Overigens wijst de archeogenetica weliswaar op een roerig verleden in Europa, maar sinds de etnogenese van de Germanen is er tot een halve eeuw geleden niet gek veel veranderd in onze streken. Dat wil zeggen, autochtone Nederlanders stammen gewoon voor het overgrote deel van Germanen (en gegermaniseerde Kelten) af. Alleen al in die zin is het deel van Nederlandse identiteit. Voor de rest bevat onze cultuur, zoals je zegt, ook nog allerlei sporen, waarvan onze taal niet de minste is.
Jan-willem Hendrikse zegt
Dus dat onze blauwe ogen en blonde haren vanuit het midden oosten komen is geen waarheid ?
René de Cocq zegt
[…] die het genootschap in haar wapen voert – sinds wanneer is ‘genootschap’ vrouwelijk?…
Rob Duijf zegt
Genootschap is een onzijdig zelfstandig naamwoord. De bijbehorende verwijswoorden zijn ‘het’ en ‘zijn.
Wouter van der Land zegt
Mooi betoog, maar volgens mijn ervaring hebben de meeste mensen geen problemen met ‘Germaans’.
Vanaf de jaren zeventig werd ook door post-hippies de Germaanse oudheid en mythologie omarmd en recent nog door ‘paganistische’ clubs. Bij de grotere boekhandels kun je bijna zonder uitzondering ‘runenorakels’ kopen. Dat de oud-Germaanse traditie een algemene kwade reuk heeft, is dus simpelweg niet waar. Het zeer succesvolle Bluetooth heeft in zijn logo zelfs een rune, op een vrolijke manier. Daar hebben nog nooit demonstranten voor de deur gestaan.

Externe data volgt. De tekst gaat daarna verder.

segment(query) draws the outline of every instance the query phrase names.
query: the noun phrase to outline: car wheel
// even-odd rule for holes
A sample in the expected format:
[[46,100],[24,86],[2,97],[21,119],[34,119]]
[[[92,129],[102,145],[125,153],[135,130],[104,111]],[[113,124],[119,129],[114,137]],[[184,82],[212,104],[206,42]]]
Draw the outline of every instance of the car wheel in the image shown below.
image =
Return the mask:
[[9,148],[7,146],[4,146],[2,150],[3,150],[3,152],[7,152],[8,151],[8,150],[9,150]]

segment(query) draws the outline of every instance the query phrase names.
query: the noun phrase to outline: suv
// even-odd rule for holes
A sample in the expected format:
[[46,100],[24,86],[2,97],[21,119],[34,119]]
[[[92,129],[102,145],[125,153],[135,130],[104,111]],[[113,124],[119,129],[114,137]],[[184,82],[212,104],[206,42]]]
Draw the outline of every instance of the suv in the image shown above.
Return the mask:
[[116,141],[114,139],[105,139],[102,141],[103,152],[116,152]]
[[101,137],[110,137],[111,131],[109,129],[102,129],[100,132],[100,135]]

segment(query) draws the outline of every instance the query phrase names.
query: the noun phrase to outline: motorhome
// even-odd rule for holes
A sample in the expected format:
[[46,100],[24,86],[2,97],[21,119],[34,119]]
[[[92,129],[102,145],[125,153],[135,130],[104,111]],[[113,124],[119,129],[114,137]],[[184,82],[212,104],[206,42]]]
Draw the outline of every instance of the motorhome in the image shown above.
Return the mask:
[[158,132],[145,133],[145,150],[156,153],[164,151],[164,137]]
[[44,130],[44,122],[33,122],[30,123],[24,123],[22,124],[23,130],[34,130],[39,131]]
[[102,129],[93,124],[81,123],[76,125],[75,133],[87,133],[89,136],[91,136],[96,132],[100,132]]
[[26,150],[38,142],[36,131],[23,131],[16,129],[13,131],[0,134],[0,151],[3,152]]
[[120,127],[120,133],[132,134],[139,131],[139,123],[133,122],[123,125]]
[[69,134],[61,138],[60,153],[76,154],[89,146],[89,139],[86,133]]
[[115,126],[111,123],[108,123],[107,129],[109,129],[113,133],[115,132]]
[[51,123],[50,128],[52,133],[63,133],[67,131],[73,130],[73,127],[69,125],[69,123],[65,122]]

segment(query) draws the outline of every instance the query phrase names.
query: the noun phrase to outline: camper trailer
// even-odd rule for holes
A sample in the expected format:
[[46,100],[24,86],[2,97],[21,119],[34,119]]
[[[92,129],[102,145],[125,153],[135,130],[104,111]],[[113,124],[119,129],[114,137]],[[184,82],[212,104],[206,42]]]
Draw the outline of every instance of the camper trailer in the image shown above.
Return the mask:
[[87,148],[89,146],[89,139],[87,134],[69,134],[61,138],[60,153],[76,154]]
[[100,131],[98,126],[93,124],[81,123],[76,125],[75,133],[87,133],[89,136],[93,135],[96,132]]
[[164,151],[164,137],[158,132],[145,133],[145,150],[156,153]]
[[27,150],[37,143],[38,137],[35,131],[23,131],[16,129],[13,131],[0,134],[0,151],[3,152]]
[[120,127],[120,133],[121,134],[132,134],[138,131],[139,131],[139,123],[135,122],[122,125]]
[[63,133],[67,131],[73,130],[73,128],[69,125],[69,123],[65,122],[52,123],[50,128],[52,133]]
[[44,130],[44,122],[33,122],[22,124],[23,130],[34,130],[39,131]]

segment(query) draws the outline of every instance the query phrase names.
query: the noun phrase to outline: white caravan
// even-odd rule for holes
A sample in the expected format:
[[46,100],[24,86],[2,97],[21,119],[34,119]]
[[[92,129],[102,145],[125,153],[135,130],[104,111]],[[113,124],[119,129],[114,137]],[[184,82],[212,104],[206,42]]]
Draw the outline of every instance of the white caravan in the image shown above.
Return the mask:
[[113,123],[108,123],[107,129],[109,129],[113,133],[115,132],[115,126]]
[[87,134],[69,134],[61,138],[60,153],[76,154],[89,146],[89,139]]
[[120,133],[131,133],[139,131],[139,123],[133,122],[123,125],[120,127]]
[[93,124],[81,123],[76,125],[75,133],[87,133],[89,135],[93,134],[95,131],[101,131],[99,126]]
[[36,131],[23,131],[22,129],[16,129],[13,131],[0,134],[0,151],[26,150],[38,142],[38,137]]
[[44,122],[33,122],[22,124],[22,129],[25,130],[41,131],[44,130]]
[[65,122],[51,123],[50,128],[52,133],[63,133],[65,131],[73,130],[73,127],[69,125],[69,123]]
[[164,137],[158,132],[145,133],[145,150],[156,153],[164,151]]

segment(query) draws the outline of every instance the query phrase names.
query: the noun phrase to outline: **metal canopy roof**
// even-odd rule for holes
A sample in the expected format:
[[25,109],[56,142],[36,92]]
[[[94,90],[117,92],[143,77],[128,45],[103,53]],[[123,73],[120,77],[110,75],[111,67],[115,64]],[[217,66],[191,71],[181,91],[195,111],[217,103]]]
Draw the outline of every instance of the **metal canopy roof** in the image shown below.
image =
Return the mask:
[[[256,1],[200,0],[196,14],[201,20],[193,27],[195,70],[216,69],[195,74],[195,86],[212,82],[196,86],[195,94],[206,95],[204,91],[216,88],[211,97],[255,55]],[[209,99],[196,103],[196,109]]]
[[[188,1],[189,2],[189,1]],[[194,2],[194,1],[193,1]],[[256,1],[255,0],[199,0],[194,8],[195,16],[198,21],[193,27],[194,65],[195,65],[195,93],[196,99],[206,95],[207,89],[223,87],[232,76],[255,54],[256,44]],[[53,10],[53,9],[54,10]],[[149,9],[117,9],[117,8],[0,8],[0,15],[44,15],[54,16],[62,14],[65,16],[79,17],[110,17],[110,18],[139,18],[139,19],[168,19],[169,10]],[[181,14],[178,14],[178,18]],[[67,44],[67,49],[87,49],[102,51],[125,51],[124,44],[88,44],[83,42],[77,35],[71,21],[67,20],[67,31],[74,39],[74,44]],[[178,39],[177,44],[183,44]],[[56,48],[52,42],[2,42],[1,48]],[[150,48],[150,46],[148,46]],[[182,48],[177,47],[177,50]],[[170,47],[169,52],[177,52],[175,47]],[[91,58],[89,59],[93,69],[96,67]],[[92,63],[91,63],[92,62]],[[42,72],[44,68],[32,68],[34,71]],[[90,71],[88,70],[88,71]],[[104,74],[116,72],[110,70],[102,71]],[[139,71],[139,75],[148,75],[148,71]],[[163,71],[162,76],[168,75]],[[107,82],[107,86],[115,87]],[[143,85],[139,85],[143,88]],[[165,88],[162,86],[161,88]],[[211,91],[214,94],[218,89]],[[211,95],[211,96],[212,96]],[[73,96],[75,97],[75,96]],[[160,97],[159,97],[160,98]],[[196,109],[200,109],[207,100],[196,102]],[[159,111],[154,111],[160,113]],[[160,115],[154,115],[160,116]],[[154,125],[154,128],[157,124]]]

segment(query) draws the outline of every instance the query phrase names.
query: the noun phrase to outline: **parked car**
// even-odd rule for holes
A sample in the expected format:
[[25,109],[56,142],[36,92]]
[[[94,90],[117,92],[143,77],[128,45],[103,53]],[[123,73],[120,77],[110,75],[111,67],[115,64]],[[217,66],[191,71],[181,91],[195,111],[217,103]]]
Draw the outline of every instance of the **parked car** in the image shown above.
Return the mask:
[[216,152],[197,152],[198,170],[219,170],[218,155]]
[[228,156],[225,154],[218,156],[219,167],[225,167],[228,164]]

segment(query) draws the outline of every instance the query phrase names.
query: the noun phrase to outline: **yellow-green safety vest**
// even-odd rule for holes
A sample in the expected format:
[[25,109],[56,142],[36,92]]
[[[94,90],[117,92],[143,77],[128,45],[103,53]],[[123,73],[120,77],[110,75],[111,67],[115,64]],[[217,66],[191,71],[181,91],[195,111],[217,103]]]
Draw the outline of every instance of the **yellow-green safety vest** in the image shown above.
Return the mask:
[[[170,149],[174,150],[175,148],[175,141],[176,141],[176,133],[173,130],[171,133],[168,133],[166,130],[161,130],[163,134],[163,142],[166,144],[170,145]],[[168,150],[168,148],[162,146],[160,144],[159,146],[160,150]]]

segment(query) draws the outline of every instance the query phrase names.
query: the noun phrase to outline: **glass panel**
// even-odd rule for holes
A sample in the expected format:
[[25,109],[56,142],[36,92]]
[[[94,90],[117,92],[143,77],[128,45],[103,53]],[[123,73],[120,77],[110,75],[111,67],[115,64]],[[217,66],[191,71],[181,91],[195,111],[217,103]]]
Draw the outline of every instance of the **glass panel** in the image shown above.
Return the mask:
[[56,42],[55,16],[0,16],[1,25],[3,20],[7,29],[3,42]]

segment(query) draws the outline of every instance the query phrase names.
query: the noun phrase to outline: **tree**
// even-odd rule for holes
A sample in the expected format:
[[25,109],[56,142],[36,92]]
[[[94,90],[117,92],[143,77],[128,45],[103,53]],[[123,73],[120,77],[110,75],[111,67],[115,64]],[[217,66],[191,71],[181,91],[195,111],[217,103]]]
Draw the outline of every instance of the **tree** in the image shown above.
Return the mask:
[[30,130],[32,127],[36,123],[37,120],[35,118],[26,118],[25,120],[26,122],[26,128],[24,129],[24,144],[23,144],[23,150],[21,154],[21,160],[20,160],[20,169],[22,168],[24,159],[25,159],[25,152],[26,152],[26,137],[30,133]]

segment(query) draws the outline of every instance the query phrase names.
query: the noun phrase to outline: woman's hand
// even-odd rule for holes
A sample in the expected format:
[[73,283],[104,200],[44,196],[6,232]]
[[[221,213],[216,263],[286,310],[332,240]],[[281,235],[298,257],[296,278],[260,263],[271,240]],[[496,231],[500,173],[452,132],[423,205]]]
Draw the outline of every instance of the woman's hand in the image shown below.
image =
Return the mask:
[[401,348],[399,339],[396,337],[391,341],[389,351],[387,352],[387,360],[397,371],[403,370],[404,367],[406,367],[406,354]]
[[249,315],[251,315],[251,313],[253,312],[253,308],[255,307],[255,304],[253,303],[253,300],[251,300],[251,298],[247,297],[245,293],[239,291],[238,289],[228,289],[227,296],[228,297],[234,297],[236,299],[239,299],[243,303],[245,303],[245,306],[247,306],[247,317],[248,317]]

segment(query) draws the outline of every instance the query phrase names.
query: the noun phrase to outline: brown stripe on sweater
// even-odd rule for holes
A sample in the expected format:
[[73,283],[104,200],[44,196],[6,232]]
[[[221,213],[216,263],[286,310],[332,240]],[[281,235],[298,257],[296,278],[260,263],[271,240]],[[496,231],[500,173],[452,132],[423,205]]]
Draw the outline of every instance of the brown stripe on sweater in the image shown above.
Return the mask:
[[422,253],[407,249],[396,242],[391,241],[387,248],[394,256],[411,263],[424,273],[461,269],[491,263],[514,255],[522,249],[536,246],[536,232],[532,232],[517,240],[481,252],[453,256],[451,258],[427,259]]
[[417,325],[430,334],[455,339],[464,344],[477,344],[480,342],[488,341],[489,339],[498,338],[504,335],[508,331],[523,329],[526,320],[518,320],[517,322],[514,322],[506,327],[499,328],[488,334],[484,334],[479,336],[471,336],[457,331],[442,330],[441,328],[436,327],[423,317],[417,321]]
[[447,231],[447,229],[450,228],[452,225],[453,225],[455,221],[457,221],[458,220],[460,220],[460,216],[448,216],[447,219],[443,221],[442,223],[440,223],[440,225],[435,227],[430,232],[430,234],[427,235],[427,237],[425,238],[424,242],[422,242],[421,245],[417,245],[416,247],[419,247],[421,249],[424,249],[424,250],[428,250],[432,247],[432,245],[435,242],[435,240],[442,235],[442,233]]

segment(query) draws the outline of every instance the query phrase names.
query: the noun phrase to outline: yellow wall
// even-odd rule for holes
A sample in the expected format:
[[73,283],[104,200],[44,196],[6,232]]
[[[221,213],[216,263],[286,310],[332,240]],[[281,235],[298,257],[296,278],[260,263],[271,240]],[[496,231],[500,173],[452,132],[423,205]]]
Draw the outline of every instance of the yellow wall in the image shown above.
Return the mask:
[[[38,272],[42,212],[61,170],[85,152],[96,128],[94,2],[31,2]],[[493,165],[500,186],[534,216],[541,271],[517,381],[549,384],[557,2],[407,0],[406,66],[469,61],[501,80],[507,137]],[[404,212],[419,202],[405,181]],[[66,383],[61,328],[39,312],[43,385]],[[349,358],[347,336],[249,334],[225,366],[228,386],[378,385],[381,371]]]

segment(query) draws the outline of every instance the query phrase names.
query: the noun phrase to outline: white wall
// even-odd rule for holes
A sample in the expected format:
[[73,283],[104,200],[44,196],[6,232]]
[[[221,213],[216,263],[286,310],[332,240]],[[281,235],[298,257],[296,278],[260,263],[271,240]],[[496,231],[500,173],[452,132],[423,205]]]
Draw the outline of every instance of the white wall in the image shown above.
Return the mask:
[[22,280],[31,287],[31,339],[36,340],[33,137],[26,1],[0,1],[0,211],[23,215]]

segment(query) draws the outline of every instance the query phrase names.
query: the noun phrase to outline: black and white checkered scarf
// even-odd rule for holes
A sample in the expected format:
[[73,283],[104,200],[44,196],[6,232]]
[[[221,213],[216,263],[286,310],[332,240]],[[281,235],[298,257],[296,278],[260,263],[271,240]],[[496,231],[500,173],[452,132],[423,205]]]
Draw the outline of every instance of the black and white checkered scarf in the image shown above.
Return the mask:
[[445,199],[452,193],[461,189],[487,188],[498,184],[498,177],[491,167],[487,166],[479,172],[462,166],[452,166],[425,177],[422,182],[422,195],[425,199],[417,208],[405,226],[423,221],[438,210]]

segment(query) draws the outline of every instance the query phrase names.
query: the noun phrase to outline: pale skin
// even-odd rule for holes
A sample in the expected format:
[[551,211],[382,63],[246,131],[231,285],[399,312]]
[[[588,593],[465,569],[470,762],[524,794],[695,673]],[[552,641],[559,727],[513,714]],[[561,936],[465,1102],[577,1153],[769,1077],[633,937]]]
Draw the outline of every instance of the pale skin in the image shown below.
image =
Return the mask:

Ik zou zeggen dat je iedereen zijn identiteit mag gunnen, ook als die deels op overdrijving berust. Over onze trots op onze schaatsers (met Viking-schaatsen!!!) is ook helemaal niets rationeels te zeggen. Dat Zeeuwen zich als zuinig beschouwen komt door een reclamecampagne voor margarine. En zie het tv-programma ‘Verborgen verleden’. Daar vereenzelvigen bekende Nederlanders zich met voorouders waar ze bijna niets mee gemeen hebben. Daar zit geen rationele, maar wel een biologische waarheid achter. De mens onderhoudt een band met voorgeslacht.
Willem zegt
Laat ons de Batavieren
Jan van Wezer zegt
Afkeer van erfgoed omwille van misbruik door een ideologie is overreactie en leidt tot verschraling op oneigenlijke gronden. Het kind met het badwater weggooien. Het hindert de waarheidsvinding die het streefdoel van elke wetenschap hoort te zijn. Het geschiedkundig discours is bijzonder vatbaar voor ideologische verkleuring, en dat is van alle tijden. DNA-onderzoek geeft prachtige nieuwe mogelijkheden om mythes te ontkrachten en nieuwe inzichten objectief te funderen. Maar waakzaamheid blijft geboden. Objectiviteit en integriteit zijn essentieel. Ik houd mijn hart vast als in de academische wereld figuren opduiken die unverfroren verklaren dat “in kritische wetenschappen het ideaal van de objectiviteit al lang is achterhaald”. Dat zoiets gezegd kan worden door iemand die zich in Nederland hoogleraar mag noemen, minder dan een eeuw na 1933, doet mij vrezen dat we terug zijn bij af. Laat het niet waar zijn.